Никого не кляну, никого не ругаю, а благодарю Создателя за то, что даровал он мне радость творческого упоения и подсоблял в минуты колебаний и соблазнов жить по правилу, завещанному храбрым русским офицером и светлым поэтом Батюшковым: «Живи, как пишешь, пиши, как живешь».
Я не изведал того пламени, какой сжигал Лермонтова, Пушкина, Толстого, не узнал, каким восторгом захлебывались они, какой дальний свет разверзался пред ними и какие истины открывались им. Но мне тоже светил вдали огонек, звал, обещал удачу. Я тоже знавал, пусть и краткое, вдохновение, болел и мучился словом, и мои муки никому не ведомы, и моя радость сочиненной строкой, сотворением собственного чуда останутся со мною. Пускай не пламень, только огонь, даже отсвет его согрел и осветил мою жизнь, спасибо судьбе и за это. Спасибо и тебе, многотерпеливая бумага, и прости меня лес живой — это из тебя, из живого сотворили мертвую бумагу, на которой, мучимый природным даром, я пытался оживить и лес, и дол, и горы, очиститься душою и чаял, всегда чаял, хоть немножко, хоть чуть-чуть помочь сделаться людям добрее.
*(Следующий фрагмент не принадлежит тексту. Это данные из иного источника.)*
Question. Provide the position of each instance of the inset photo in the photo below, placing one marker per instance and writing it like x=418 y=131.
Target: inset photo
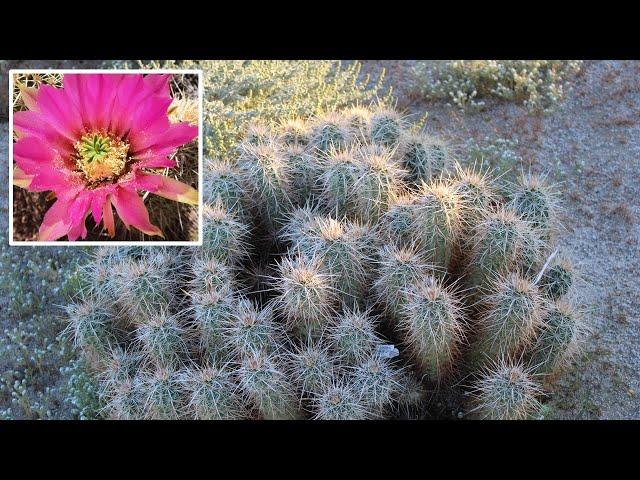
x=105 y=157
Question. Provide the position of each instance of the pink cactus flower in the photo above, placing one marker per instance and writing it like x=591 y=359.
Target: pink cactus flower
x=94 y=143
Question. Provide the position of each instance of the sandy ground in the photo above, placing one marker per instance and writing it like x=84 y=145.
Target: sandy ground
x=591 y=143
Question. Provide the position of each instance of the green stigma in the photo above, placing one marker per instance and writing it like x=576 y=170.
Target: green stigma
x=101 y=157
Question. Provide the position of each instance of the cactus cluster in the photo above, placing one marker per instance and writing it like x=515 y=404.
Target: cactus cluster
x=351 y=268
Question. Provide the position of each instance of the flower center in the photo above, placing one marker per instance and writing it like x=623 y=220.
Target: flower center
x=101 y=157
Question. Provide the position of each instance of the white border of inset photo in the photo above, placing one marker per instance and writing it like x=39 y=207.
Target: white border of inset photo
x=82 y=243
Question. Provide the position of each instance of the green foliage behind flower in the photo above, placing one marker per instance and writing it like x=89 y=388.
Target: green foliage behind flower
x=238 y=92
x=538 y=84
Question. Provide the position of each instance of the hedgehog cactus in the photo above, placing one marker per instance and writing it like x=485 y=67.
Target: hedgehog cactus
x=513 y=312
x=224 y=236
x=268 y=180
x=557 y=279
x=506 y=391
x=306 y=296
x=386 y=128
x=559 y=339
x=438 y=222
x=349 y=266
x=431 y=322
x=425 y=158
x=398 y=270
Я донашиваю девятый протез и, как дождусь сына из армии, сменю госпитальную палку — такой вот странный зарок себе назначил. Сын будет донашивать уже вторую тельняшку, снятую с моего тела, Бог даст, с живого. Дочка заканчивает десятый класс. Она похожа на сестру мою и статью, и характером — вылитая тетка! Но может, я это выдумал и хочу в это верить. Был я, между прочим, в Польше, отыскал пана Стаса. Он тоже инвалид войны. Обрадовался мне старик до беспамятства, как выходцу с того света. Живет пан Стас смирно и скудно. У него клочок земли на юге Польши, бедной прикарпатской земли, едва-едва кормящей семью: жену, очень молчаливую, дородную и работящую крестьянку, и двоих детей, которые уже собираются в Краков, «до научного заведения». Пан Стас просил, чтоб приехала до него дочь Зоська. И я пытался склонить ее к дальнему вояжу, но сестра моя выявила непреклонность: «Не хочу! Мне хорошо достаточно нашу дорогую маму».